Çanakkale Savaşlarının dünyada bir eşi ve benzeri yoktur. Bir milletin dünyaya meydan okuduğu yerdir Çanakkale. Dünyanın yarısına bağımsızlık ateşi yakan yerdir Çanakkale. Milletimiz okudukça, okuduğunu anladıkça Çanakkale daha güzel anlaşılacak ve daha güçlü anlamlar kazanacaktır.

Çanakkale’yi anlamak için Balkan savaşını iyi bilmek gerekmektedir. Osmanlı İmparatorluğu, nasıl olsa savaş çıkmaz diye, Sırpların, Bulgarların, Yunanlıların silahlanmalarına müdahale etmemiştir. Askeri birlikler arasında ciddi bir koordinasyonsuzluk vardır. Cephede erzak olduğu halde sevkiyat problemleri ve komutanlar arasındaki siyasi çekişmeler, dağınık yapı, başarısızlığı ve hezimeti beraberinde getirmiştir.
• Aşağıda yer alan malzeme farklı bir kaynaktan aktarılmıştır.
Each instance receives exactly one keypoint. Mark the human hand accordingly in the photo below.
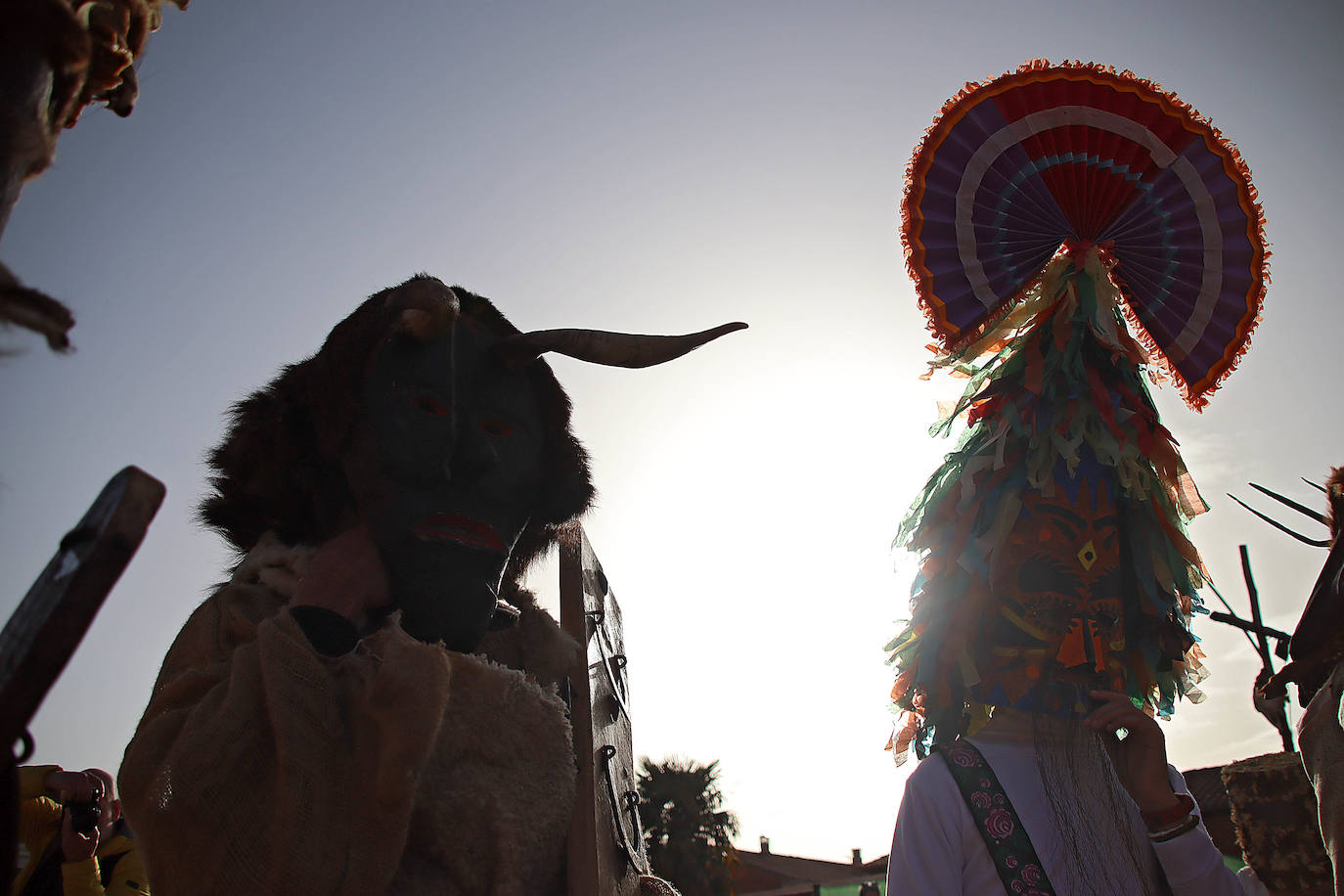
(1140, 759)
(345, 575)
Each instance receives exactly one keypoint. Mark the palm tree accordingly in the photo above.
(686, 829)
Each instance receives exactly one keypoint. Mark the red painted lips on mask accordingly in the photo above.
(455, 527)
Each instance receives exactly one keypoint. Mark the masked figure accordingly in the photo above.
(320, 724)
(1048, 214)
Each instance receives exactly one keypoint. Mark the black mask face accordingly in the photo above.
(445, 468)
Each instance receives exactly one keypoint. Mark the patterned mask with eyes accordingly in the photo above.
(1059, 594)
(445, 469)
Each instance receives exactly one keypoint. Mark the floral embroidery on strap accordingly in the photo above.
(1007, 841)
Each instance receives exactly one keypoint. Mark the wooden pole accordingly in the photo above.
(1262, 641)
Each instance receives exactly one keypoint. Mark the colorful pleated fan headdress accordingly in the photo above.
(1071, 231)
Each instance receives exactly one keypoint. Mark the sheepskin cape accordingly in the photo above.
(401, 767)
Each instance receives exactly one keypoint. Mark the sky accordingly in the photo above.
(650, 168)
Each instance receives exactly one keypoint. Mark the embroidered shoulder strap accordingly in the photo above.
(1006, 838)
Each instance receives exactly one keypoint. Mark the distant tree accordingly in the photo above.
(686, 829)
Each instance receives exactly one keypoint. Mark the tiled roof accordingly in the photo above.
(777, 874)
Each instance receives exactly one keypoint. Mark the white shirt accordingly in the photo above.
(937, 849)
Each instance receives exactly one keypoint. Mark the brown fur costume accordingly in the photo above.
(263, 766)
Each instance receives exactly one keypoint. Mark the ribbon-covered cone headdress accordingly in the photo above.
(1046, 214)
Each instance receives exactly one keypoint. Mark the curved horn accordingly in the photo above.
(425, 308)
(611, 349)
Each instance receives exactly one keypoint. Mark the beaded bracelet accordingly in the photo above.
(1172, 833)
(1168, 817)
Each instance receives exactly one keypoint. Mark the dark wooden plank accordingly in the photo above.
(49, 623)
(606, 845)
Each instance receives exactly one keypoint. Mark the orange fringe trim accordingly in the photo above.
(1195, 394)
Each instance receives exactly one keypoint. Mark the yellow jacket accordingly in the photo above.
(39, 827)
Binlerce asker savaş olmaz artık diye terhis edilmiştir. Sadece iki ay içinde toprakların yarısı kaybedilmiştir. Bulgar ve Yunan birlikleri Çatalca’ya kadar, Kavalalı Mehmet Ali Paşa’nın torunları Mısır’dan Kütahya’ya kadar ilerlemişlerdir. Ciddi bir koordinasyonsuzluk vardır ve neredeyse kayboluş başlamıştır.
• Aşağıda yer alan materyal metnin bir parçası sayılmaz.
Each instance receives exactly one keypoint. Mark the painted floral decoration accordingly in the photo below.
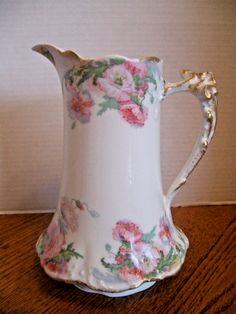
(122, 85)
(138, 256)
(52, 248)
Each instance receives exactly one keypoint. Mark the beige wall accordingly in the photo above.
(199, 35)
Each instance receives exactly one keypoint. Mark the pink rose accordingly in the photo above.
(122, 255)
(139, 68)
(133, 113)
(130, 274)
(144, 256)
(142, 89)
(126, 231)
(56, 239)
(80, 106)
(117, 83)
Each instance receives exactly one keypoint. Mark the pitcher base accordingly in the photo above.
(142, 287)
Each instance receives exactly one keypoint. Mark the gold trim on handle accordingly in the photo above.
(203, 86)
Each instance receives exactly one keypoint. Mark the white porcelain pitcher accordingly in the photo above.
(112, 232)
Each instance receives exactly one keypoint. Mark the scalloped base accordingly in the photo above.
(142, 287)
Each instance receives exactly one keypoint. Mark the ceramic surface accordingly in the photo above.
(112, 232)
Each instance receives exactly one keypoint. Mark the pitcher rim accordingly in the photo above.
(75, 55)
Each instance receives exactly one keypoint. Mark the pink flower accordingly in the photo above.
(80, 106)
(55, 241)
(126, 231)
(133, 113)
(69, 214)
(165, 232)
(122, 255)
(130, 274)
(142, 89)
(144, 256)
(139, 68)
(117, 83)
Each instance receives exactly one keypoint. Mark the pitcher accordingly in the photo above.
(112, 232)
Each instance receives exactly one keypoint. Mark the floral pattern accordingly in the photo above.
(52, 248)
(138, 256)
(122, 85)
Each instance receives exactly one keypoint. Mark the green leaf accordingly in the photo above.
(77, 255)
(108, 247)
(109, 103)
(126, 244)
(137, 80)
(147, 237)
(56, 259)
(167, 260)
(69, 246)
(151, 98)
(111, 266)
(79, 204)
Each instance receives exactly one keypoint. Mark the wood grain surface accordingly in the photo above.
(205, 284)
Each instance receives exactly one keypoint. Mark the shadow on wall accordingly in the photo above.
(30, 153)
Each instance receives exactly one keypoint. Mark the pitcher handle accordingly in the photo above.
(203, 86)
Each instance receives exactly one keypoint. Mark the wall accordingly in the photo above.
(199, 35)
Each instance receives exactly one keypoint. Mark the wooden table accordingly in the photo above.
(205, 284)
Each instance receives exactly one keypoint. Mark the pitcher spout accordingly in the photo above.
(62, 60)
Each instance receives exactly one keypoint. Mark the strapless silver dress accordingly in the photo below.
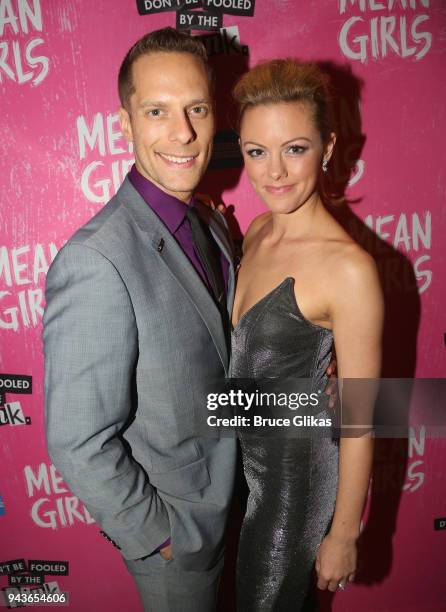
(292, 482)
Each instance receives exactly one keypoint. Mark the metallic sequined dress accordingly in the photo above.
(292, 481)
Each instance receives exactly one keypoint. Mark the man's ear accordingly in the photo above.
(126, 124)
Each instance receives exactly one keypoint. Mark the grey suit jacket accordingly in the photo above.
(131, 338)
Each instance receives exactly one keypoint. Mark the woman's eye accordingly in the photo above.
(199, 110)
(296, 149)
(254, 152)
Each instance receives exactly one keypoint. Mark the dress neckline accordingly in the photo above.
(287, 281)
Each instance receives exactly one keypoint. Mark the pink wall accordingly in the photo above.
(58, 69)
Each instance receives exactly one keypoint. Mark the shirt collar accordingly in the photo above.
(169, 209)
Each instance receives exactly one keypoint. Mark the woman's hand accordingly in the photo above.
(336, 562)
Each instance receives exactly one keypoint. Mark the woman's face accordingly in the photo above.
(283, 151)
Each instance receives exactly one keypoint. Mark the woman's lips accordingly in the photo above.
(278, 190)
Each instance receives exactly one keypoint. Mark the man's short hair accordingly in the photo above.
(166, 40)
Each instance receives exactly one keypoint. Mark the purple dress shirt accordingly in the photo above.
(172, 213)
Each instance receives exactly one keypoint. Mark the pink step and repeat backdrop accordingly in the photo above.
(63, 157)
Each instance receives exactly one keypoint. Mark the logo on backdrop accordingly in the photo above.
(383, 29)
(244, 8)
(101, 137)
(26, 578)
(11, 413)
(21, 267)
(440, 523)
(55, 506)
(225, 42)
(21, 60)
(409, 233)
(390, 457)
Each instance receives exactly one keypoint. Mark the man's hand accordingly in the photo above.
(206, 199)
(166, 553)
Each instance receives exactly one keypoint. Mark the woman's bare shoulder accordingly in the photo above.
(353, 267)
(254, 227)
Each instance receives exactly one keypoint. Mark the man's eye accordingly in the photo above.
(254, 152)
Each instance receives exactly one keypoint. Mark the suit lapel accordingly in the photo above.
(178, 264)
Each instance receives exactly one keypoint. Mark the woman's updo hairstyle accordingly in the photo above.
(287, 80)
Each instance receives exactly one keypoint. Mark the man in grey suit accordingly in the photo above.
(136, 324)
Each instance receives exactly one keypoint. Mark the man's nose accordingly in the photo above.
(181, 129)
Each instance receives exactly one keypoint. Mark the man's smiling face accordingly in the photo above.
(170, 120)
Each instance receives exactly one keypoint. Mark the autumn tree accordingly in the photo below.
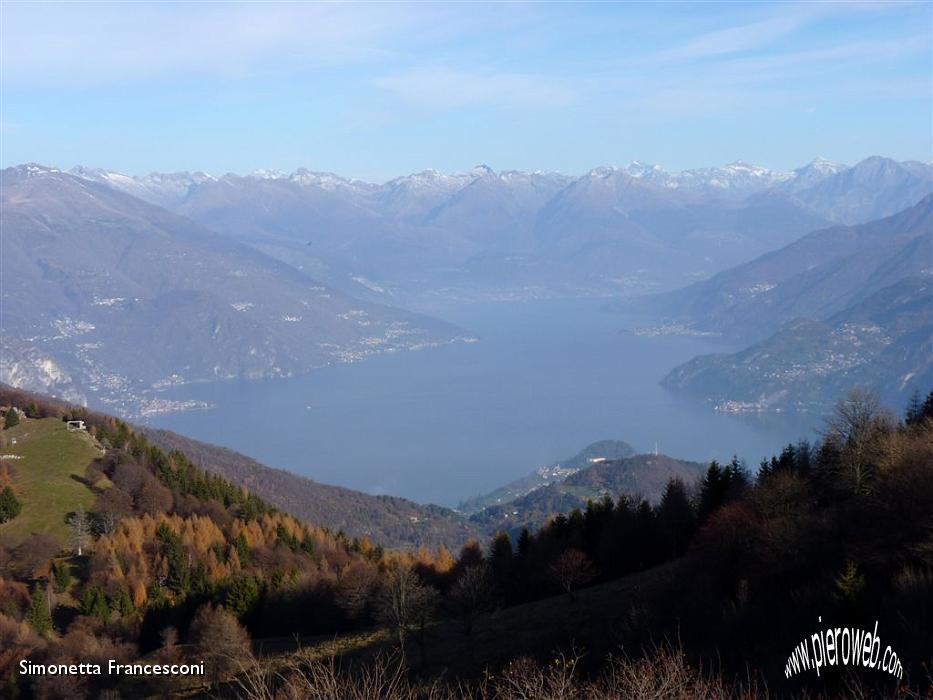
(217, 639)
(356, 589)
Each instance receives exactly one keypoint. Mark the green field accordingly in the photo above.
(49, 475)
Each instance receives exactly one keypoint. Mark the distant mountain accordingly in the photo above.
(512, 234)
(814, 277)
(884, 342)
(110, 297)
(163, 189)
(591, 454)
(642, 476)
(874, 188)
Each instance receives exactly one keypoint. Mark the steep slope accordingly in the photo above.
(54, 460)
(93, 275)
(48, 464)
(884, 341)
(871, 189)
(642, 476)
(518, 234)
(816, 276)
(388, 520)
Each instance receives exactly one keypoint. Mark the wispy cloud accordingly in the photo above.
(71, 40)
(443, 88)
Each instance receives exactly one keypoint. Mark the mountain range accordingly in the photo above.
(108, 297)
(884, 342)
(814, 277)
(487, 234)
(273, 274)
(843, 306)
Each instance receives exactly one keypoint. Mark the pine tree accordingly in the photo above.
(11, 418)
(61, 576)
(10, 506)
(79, 531)
(39, 616)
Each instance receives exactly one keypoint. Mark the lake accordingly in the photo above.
(440, 425)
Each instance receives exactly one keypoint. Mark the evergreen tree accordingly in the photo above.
(61, 576)
(39, 615)
(10, 506)
(11, 418)
(79, 531)
(675, 519)
(94, 604)
(501, 564)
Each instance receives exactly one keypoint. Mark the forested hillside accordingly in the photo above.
(170, 563)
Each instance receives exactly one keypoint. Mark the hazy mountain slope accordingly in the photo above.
(386, 520)
(884, 342)
(483, 234)
(874, 188)
(597, 451)
(94, 279)
(640, 475)
(818, 275)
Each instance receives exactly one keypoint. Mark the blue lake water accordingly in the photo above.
(439, 425)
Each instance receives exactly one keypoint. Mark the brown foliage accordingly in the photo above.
(219, 641)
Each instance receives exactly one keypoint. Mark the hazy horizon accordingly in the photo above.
(373, 91)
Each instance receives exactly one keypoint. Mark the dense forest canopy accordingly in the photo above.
(170, 563)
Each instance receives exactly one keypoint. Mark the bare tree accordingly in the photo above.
(356, 589)
(472, 594)
(571, 570)
(405, 602)
(219, 640)
(853, 429)
(79, 531)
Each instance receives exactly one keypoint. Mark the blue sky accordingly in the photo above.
(376, 90)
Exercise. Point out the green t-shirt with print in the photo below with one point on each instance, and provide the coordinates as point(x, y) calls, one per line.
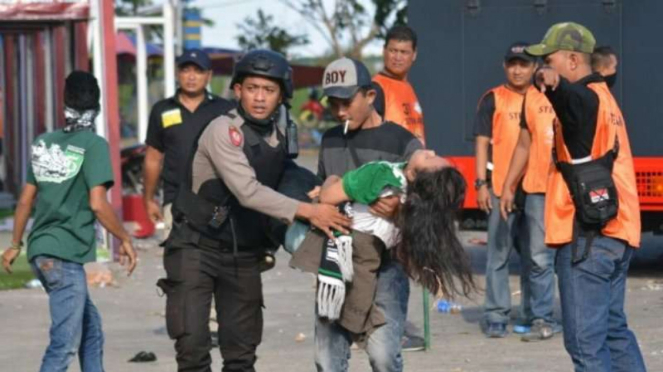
point(65, 167)
point(369, 182)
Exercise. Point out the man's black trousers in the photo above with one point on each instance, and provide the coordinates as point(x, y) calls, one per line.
point(196, 273)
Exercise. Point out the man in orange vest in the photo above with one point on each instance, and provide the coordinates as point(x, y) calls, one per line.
point(396, 101)
point(593, 257)
point(530, 163)
point(497, 125)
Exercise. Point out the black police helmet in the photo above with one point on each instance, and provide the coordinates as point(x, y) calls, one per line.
point(263, 62)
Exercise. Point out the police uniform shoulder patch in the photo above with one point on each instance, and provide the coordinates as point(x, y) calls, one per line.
point(235, 135)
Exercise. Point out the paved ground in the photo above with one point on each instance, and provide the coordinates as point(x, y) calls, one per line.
point(133, 321)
Birinci Dünya savaşında, 1915 yılı başlarında Çanakkale’ye dayanan İngiliz ve Fransız savaş gemilerinin hedefi boğazlardan Rusya’ya ulaşmaktır. Aynı dönemde Rusya’da Bolşevik İhtilali başlamıştır. İhtilalin bastırılması için Rus çarına destek olacaklardır. Çanakkale geçilmeyince, Bolşevikler başarılı olmuş ve Rusya’da komünist ihtilalı gerçekleştirmişlerdir. Sonuçta Bolşevikler Kurtuluş savaşında da bize destek olmuşlardır.
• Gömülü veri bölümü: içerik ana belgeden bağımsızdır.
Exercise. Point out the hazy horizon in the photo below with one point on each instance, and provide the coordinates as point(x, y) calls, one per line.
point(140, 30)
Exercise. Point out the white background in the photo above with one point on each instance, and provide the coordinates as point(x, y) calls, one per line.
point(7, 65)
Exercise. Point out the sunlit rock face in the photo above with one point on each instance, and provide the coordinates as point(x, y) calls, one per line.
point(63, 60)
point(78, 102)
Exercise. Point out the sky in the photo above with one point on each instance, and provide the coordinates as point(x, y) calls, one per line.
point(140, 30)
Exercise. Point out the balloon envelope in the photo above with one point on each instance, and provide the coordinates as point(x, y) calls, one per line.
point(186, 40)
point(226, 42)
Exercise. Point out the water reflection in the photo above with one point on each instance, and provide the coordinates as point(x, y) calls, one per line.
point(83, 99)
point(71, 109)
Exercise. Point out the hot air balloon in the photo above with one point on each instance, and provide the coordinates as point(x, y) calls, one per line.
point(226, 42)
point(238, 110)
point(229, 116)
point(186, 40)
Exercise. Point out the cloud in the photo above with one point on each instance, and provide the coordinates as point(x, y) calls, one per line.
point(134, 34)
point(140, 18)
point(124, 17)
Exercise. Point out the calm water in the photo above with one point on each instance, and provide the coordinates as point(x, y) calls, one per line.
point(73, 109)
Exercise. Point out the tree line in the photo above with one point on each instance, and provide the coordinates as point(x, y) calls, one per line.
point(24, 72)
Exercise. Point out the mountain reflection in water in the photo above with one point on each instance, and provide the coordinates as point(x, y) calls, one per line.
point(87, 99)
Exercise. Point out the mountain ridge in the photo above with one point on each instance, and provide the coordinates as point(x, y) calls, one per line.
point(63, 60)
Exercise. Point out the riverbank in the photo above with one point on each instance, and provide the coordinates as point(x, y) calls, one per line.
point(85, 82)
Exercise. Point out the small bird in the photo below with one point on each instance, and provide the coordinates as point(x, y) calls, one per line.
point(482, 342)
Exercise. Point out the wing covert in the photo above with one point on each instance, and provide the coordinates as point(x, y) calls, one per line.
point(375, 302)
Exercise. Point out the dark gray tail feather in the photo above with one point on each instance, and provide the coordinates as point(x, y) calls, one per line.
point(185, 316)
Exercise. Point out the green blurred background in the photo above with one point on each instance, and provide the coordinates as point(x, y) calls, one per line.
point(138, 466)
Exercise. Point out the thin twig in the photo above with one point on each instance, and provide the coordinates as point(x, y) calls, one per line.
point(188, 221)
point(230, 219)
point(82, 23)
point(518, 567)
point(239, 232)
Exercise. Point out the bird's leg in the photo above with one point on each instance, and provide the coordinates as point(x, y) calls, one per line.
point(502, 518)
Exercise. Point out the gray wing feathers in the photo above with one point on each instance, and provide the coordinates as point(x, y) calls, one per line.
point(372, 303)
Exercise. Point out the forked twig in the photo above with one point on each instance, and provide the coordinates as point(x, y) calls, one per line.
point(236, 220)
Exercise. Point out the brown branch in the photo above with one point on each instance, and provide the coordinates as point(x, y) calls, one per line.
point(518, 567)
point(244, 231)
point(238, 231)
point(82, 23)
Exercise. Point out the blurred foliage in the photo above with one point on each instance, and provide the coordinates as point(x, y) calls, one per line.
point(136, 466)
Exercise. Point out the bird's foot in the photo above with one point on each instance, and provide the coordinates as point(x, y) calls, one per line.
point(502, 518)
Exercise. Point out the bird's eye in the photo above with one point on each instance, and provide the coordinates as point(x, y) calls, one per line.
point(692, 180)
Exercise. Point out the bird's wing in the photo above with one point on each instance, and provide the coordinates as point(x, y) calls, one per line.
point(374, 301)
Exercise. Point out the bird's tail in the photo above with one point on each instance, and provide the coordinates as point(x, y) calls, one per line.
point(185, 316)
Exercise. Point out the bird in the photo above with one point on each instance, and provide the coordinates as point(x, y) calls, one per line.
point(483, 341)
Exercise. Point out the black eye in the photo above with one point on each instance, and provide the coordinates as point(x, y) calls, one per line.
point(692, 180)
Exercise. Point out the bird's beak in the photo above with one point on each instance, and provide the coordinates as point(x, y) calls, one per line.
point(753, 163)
Toplumun yönlendirilmesinde, birlik ve beraberliğin muhafazasında, milli şuurun geliştirilmesinde yazarların önemli rolü vardır. Çanakkale Savaşlarında şimdiki Genelkurmay Başkanının yerinde olan Ordu Komutanı Enver Paşa, zamanın şair ve yazarlarını savaş alanlarına göndermiştir. Amaç yazılarında kahramanlığımızı anlatsınlar ki, milli şuur daha güçlü gelişsin. Mehmet Akif Ersoy, İstanbul’da olmadığı için bu geziye katılamamıştır. Nüfus kâğıdında Bayramiç doğumlu ve çocukluğu Bayramiç’te geçmiş olmasına rağmen, Çanakkale’yi ve savaş alanlarını görmemiştir. Oysa Çanakkale Şehitlerine isimli yazdığı şiir sanki savaşı bu coğrafyada yaşamış kadar canlıdır.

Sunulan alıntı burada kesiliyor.